O Feirense terá violado a lei sobre a transparência da titularidade do capital social das sociedades desportivas, pela ligação do presidente da SAD a uma plataforma de apostas desportivas, defende o advogado Gonçalo Almeida, especialista em Direito do Desporto.
Em causa está o empresário nigeriano Kunle Soname, detentor desde 2015 de 70% do capital da SAD do Feirense, da II Liga de futebol, que, segundo uma investigação do jornal Público divulgada em agosto, é também dono da Bet9ja, uma plataforma africana de apostas desportivas. O caso levou a Liga a pedir ao Conselho de Disciplina da Federação Portuguesa de Futebol (FPF) a abertura de um processo de inquérito, formalizado em 04 de agosto.

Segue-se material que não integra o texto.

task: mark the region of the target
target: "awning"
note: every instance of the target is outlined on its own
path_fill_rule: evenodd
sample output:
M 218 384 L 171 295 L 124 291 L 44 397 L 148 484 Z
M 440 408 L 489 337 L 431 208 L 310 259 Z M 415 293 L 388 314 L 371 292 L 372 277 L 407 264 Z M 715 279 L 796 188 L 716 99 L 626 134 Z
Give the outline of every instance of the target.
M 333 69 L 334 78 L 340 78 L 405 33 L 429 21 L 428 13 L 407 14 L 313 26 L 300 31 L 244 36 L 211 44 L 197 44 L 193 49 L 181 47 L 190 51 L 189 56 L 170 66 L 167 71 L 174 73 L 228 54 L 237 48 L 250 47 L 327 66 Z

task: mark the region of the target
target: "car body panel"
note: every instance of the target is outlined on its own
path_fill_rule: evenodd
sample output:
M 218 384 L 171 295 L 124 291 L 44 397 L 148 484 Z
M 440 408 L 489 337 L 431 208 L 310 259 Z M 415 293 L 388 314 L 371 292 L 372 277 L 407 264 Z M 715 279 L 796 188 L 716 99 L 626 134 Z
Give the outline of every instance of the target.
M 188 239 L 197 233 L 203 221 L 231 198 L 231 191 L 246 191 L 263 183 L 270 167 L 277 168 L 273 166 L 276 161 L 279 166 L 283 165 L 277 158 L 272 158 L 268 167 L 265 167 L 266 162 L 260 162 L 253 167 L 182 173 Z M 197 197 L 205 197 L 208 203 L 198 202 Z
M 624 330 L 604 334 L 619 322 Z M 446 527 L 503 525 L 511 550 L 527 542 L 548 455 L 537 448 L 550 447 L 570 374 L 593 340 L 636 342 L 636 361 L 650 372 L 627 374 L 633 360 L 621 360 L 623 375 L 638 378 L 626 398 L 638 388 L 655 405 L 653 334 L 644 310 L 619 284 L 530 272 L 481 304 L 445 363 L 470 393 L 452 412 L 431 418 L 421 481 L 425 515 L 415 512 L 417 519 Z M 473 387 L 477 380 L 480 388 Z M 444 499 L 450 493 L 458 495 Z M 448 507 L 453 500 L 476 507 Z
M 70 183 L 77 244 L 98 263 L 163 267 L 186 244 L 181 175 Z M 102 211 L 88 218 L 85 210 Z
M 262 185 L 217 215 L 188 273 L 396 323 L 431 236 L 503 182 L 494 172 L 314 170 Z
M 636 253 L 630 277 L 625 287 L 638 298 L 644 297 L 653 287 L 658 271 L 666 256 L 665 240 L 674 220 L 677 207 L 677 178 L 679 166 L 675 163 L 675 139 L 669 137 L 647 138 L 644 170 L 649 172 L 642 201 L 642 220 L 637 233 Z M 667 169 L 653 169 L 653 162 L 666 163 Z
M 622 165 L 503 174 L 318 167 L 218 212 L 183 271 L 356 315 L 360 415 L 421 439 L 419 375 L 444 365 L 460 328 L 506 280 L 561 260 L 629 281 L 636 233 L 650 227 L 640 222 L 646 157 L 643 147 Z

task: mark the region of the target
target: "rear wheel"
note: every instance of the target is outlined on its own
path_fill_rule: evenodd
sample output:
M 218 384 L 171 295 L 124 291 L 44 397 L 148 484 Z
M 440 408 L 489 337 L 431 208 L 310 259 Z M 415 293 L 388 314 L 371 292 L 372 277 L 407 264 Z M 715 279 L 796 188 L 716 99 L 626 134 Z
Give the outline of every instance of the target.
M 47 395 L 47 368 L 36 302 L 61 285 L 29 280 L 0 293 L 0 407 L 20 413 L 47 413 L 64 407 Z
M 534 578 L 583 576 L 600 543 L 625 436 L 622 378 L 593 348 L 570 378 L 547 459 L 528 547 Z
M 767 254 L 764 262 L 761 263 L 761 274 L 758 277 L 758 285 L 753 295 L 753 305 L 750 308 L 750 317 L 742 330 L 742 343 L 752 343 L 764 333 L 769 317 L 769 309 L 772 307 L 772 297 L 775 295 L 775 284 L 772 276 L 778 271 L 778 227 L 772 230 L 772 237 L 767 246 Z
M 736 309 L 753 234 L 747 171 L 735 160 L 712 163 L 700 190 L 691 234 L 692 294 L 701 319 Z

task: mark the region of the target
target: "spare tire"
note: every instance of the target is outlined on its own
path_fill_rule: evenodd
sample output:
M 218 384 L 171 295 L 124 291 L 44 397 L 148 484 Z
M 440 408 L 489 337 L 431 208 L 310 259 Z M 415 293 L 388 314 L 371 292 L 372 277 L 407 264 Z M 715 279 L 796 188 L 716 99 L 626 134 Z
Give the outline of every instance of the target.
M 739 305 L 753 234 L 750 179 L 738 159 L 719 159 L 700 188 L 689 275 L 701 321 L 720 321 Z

“Atendendo a que a SAD em questão foi licenciada para efeitos de participação nas competições profissionais organizadas sob a égide da Liga, só posso colocar a possibilidade de tal informação ter sido omitida ou terem sido prestadas falsas declarações à Liga ou à sua comissão de auditoria”, afirma o jurista à Lusa.

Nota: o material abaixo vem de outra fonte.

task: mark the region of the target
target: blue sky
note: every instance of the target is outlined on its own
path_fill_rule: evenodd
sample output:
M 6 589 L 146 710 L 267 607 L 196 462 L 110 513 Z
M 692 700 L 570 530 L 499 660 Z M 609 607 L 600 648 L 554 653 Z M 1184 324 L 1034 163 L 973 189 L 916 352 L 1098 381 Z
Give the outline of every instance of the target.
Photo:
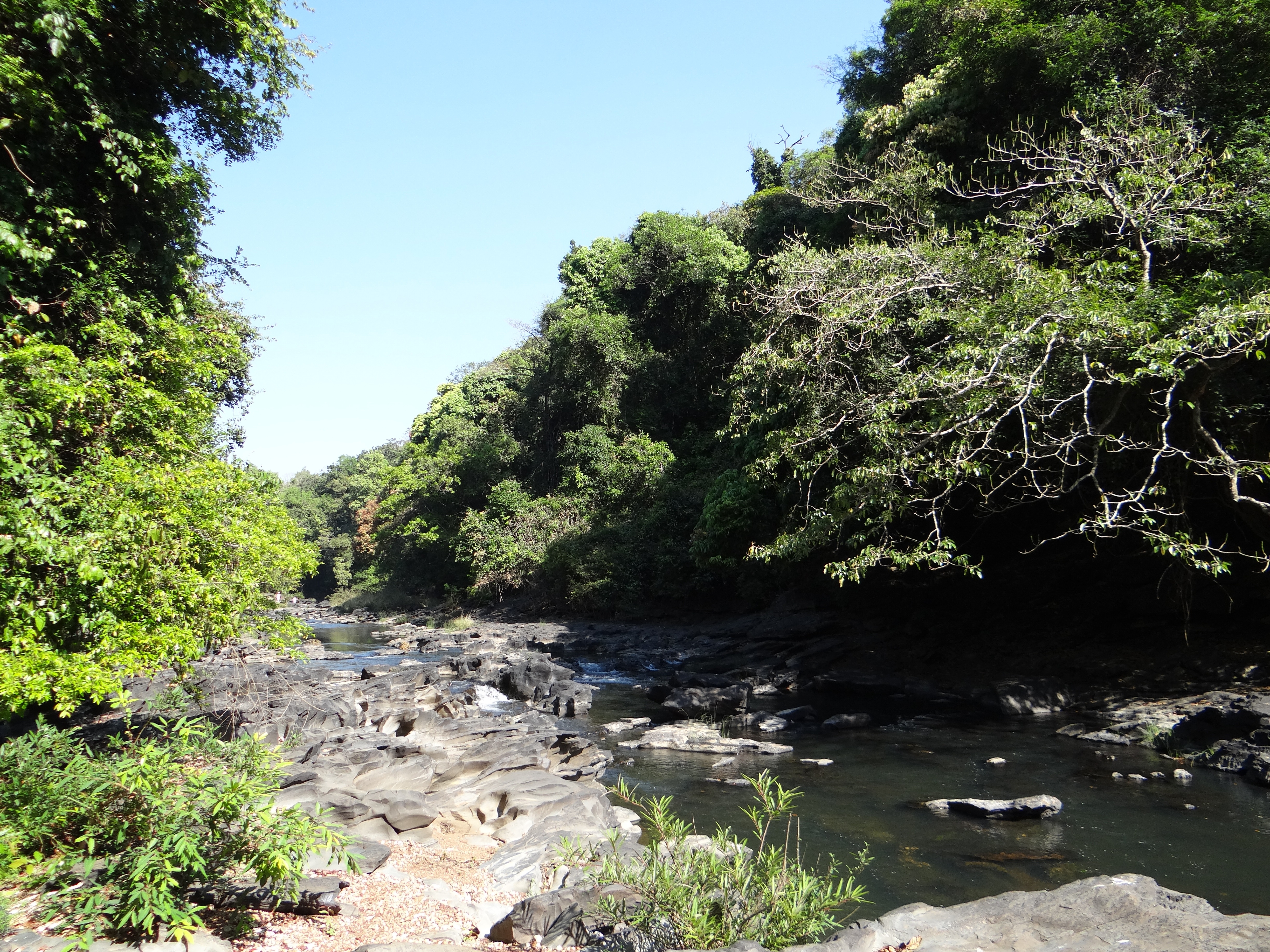
M 751 192 L 747 145 L 814 143 L 818 69 L 880 0 L 310 0 L 312 91 L 281 145 L 217 168 L 207 234 L 272 340 L 245 458 L 291 475 L 400 438 L 458 364 L 556 296 L 569 241 Z

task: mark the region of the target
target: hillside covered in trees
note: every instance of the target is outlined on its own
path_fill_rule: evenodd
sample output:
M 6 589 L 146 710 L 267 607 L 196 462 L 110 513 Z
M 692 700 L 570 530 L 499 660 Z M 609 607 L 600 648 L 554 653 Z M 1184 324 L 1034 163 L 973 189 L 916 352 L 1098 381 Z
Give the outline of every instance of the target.
M 838 71 L 819 147 L 572 246 L 522 344 L 297 477 L 307 590 L 606 614 L 1060 552 L 1189 604 L 1265 569 L 1270 10 L 894 0 Z

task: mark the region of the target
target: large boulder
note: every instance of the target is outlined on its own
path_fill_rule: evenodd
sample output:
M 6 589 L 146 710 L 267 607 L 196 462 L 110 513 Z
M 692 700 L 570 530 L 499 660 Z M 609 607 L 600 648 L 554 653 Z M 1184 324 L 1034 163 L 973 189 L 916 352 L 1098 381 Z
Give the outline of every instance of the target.
M 1063 801 L 1048 793 L 1013 800 L 965 797 L 961 800 L 930 800 L 926 802 L 926 809 L 944 816 L 963 814 L 965 816 L 983 816 L 988 820 L 1045 820 L 1062 811 Z
M 711 717 L 721 720 L 749 707 L 749 685 L 744 682 L 725 688 L 676 688 L 662 702 L 679 717 Z
M 827 717 L 824 724 L 820 726 L 828 727 L 829 730 L 842 730 L 845 727 L 867 727 L 871 721 L 872 717 L 866 713 L 841 713 L 833 715 L 833 717 Z
M 552 664 L 545 655 L 532 655 L 504 668 L 499 673 L 498 689 L 511 698 L 537 703 L 547 697 L 555 682 L 572 679 L 570 669 Z
M 1072 696 L 1060 680 L 1027 678 L 996 682 L 983 701 L 1005 715 L 1019 716 L 1062 711 L 1071 706 Z
M 664 724 L 641 737 L 620 741 L 617 746 L 632 750 L 687 750 L 698 754 L 735 754 L 742 750 L 754 754 L 787 754 L 794 749 L 787 744 L 766 740 L 724 737 L 716 729 L 693 722 Z
M 489 938 L 540 948 L 585 946 L 588 929 L 583 916 L 596 909 L 598 899 L 597 886 L 551 890 L 522 899 L 490 927 Z

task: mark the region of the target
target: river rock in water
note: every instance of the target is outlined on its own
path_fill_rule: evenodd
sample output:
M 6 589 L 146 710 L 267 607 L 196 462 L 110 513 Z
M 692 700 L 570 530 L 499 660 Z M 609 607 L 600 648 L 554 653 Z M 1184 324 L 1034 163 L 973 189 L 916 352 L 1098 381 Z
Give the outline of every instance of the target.
M 697 754 L 787 754 L 794 748 L 749 737 L 724 737 L 718 729 L 701 724 L 663 724 L 636 740 L 624 740 L 620 748 L 639 750 L 687 750 Z
M 1015 800 L 928 800 L 926 809 L 932 814 L 965 814 L 984 816 L 989 820 L 1045 820 L 1063 809 L 1063 801 L 1041 793 L 1035 797 L 1016 797 Z
M 955 906 L 913 902 L 853 923 L 823 944 L 786 952 L 878 952 L 918 935 L 923 952 L 1264 952 L 1270 948 L 1270 916 L 1222 915 L 1198 896 L 1123 873 Z
M 698 685 L 674 688 L 662 702 L 662 707 L 671 708 L 679 717 L 719 718 L 744 711 L 748 706 L 749 685 L 744 683 L 724 688 Z
M 833 717 L 826 718 L 824 724 L 822 724 L 820 726 L 828 727 L 829 730 L 841 730 L 842 727 L 867 727 L 871 721 L 872 717 L 870 717 L 866 713 L 857 713 L 857 715 L 842 713 L 842 715 L 833 715 Z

Com o resultado do processo de inquérito ainda por conhecer, o Secretário de Estado da Juventude e do Desporto, João Paulo Rebelo, considerou, em entrevista ao Público na terça-feira, ser “inacreditável” uma ocorrência desta natureza face ao ordenamento jurídico atual.
Para Gonçalo Almeida, “a legislação é muito clara”, mas o caso de Kunle Soname e da SAD do Feirense vem reforçar a necessidade de “implementar critérios mais exigentes, do ponto de vista legislativo, quanto ao escrutínio de investidores e capitais” das SAD, em defesa da transparência e da “integridade das competições” desportivas.
“O artigo 16.º da lei 101/2017 estabelece o regime de incompatibilidades, ou seja, veda a administração ou gerência das sociedades desportivas a pessoas com ligação a empresas ou organizações que promovam, negoceiem, organizem, conduzam eventos ou transações relacionadas com apostas desportivas. Nesse contexto, terá havido, efetivamente, uma violação da legislação em vigor”, explica.
De acordo com Gonçalo Almeida, a argumentação da SAD do clube de Santa Maria da Feira – que justificou em comunicado que o milionário nigeriano “nunca foi administrador de facto e nunca exerceu a gestão da Feirense SAD, nem nunca foi designado como administrador executivo da Feirense SAD” – “não tem acolhimento” a nível jurídico.
“A questão de ser administrador de facto, executivo, presidente do conselho de administração ou estar ou não ausente do país torna-se irrelevante. Não tem acolhimento do ponto de vista legal; se a lei estabelece um regime de incompatibilidade em que proíbe que estas pessoas estejam relacionadas com apostas desportivas e exerçam cargos de administração ou gerência nas SAD, é indiferente se é administrador executivo ou não”, sustenta.
O advogado, que trabalhou para a FIFA entre 2001 e 2006, aponta como explicação para os sucessivos licenciamentos da SAD do Feirense para as competições profissionais dos últimos anos a ausência de uma “fiscalização suficientemente aprofundada” por parte da Liga “para confirmar a informação providenciada”, embora reconheça que o organismo presidido por Pedro Proença tem limitações a esse nível.
“No âmbito da fiscalização, creio que a Liga tem envidado todos os esforços no sentido de melhor escrutinar capitais e pessoas, mas, eventualmente, faltar-lhe-ão os meios essenciais e necessários para o efeito”, nota Gonçalo Almeida, sublinhando que “tem havido um esforço notório com vista a escrutinar melhor estas situações” nas derradeiras épocas: “A falta de meios fala em abono da Liga. É uma questão que a Liga não pode controlar a 100 por cento”.
Independentemente deste imbróglio, a equipa do Feirense tem estreia marcada na nova temporada da II Liga de futebol já para esta sexta-feira, ao receber em Santa Maria da Feira o Desportivo de Chaves, às 20:00.
Kunle Soname, de 54 anos, comprou a maioria do capital social da SAD do Feirense em 2015 e tornou-se responsável pelo futebol profissional do clube. O nigeriano foi o primeiro africano a adquirir a maioria do capital de um clube europeu.